Les 150 ans du jardin - Plateau des poètes

 

 

 

L'histoire de Béziers s'étire sur des siècles... et des siècles.

Vingt sept siècles d'histoire urbaine !

Une histoire si longue, si riche, ne peut que se décliner par épisodes, par époques. Encore faut-il saisir les opportunités pour en parler.

En voici une... cet anniversaire à célébrer. 150 ans d'âge qu'accuse avec bonheur notre "Plateau".

Il est un monument végétal qui fait honneur à Béziers.

Il est un monument remettant en mémoire ces Biterrois célèbres, sculpteurs et poètes auxquels l'occasion de rendre hommage ne pouvait être manquée.

Pour la deuxième fois depuis sa fondation REUSSIR A BEZIERS mettait en scène une rencontre avec ces talentueux enfants de la cité que le Plateau a bien voulu accueillir au milieu de sa frondaison.

Un premier hommage, il va de soi, au maire Auguste Fabrégat, le regard porté vers le long terme, visionnaire, qui se fixait comme objectif de doter sa ville d'un équipement de loisirs et culture sur lesquels ses successeurs à la Mairie pourraient s'appuyer pour communiquer une image "positive" de la ville.

Ainsi, la communication souhaitée par la Municipalité, peut-elle et doit-elle être considérée comme une reconnaissance mémorielle due à ce premier magistrat de la cité, au milieu du XIXème siècle. 

Associés à cette communication, REUSSIR A BEZIERS et LES AMIS DE ST APHRODISE ont imaginé à l'intention des biterrois et de leurs amis visiteurs une scénographie "itinérante", un clin d'oeil teinté d'humour, à quelques uns de ces talentueux poètes qui ont investi le jardin.

Bülher avait dessiné le jardin, Injalbert, Magrou et tant d'autres ont utilisé le scalpel pour graver dans la pierre des figures, des "gueules" comme il est bon parfois de les définir.

Ce qui nous a donné :

- Une halte devant le buste de J. Azaïs (Christian Cortès) on lui devait bien un salut : n'avait-il pas été président fondateur de la Sté Archéologique et promoteur de l'érection de la statue de P. Riquet ! 
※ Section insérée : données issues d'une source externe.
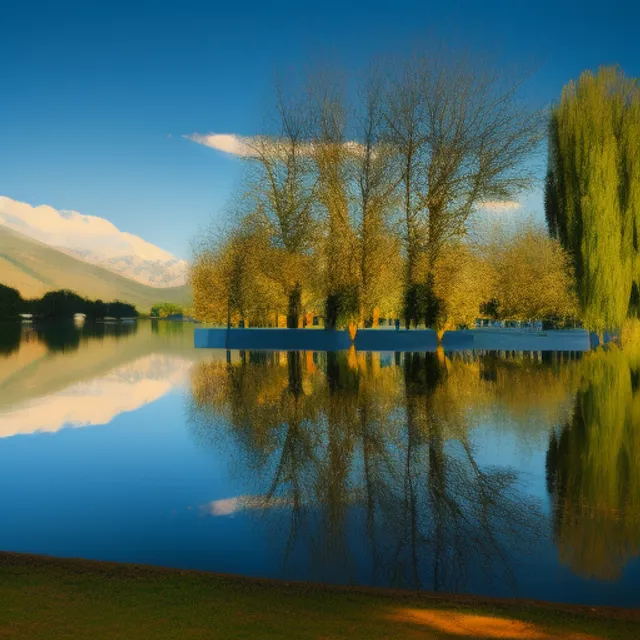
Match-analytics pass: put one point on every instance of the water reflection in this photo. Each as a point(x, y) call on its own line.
point(59, 375)
point(593, 469)
point(414, 470)
point(385, 442)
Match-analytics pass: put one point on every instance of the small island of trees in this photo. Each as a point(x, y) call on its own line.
point(55, 305)
point(392, 205)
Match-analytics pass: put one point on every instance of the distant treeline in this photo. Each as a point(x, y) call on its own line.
point(60, 304)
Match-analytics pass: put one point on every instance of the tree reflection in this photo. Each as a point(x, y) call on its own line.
point(593, 469)
point(363, 446)
point(10, 334)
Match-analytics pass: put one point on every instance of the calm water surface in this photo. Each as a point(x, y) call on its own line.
point(507, 474)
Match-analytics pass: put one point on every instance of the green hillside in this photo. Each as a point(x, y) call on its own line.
point(35, 268)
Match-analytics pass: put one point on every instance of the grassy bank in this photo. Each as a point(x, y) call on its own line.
point(51, 598)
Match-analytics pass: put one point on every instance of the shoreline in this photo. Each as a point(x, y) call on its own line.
point(391, 340)
point(108, 569)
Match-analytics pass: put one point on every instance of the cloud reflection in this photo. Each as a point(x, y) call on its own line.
point(100, 400)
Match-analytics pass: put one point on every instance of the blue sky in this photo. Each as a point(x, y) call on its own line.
point(96, 96)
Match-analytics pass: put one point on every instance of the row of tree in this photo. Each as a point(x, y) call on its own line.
point(356, 209)
point(352, 212)
point(60, 304)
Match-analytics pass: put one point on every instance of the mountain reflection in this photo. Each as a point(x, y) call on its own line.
point(59, 375)
point(378, 449)
point(593, 469)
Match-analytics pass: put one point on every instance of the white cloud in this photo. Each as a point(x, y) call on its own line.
point(227, 142)
point(247, 147)
point(95, 240)
point(500, 205)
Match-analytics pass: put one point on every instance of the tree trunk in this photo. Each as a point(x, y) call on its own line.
point(295, 307)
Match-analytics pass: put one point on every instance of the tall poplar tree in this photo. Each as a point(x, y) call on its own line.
point(593, 190)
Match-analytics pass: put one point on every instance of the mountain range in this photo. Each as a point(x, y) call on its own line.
point(44, 249)
point(33, 268)
point(94, 240)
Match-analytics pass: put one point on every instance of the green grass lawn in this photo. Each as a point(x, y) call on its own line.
point(75, 599)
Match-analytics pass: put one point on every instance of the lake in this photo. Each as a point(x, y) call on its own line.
point(493, 473)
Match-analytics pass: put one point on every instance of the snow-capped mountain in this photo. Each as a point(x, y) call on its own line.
point(95, 240)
- une halte devant le moine troubadour Maffre Ermangaud (Christophe Lescoutra) qui nous livra dans son "Bréviari d'Amor" ses quelques réflexions sur le comportement des femmes (de son époque) qu'il décrivait grandes pècheresses devant l'Eternel (Et il montra du doigt Michèle Cazabonne !!).

- une halte enfin, devant notre éminent homme de lettres et politicien Viennet (Jean Claude Ayrivié). Avec lui, Béziers occupait une fois de plus un fauteuil sous la Coupole. Et nous avons apprécié ses propos  - et son message - sur la notion du Devoir.

Dés lors, pourquoi ne pas imaginer d'autres séquences historiques qui pourraient être contées sur d'autres sites emblématiques qu'offre cette cité antique, l'une des plus ancienne du pourtour méditerranéen.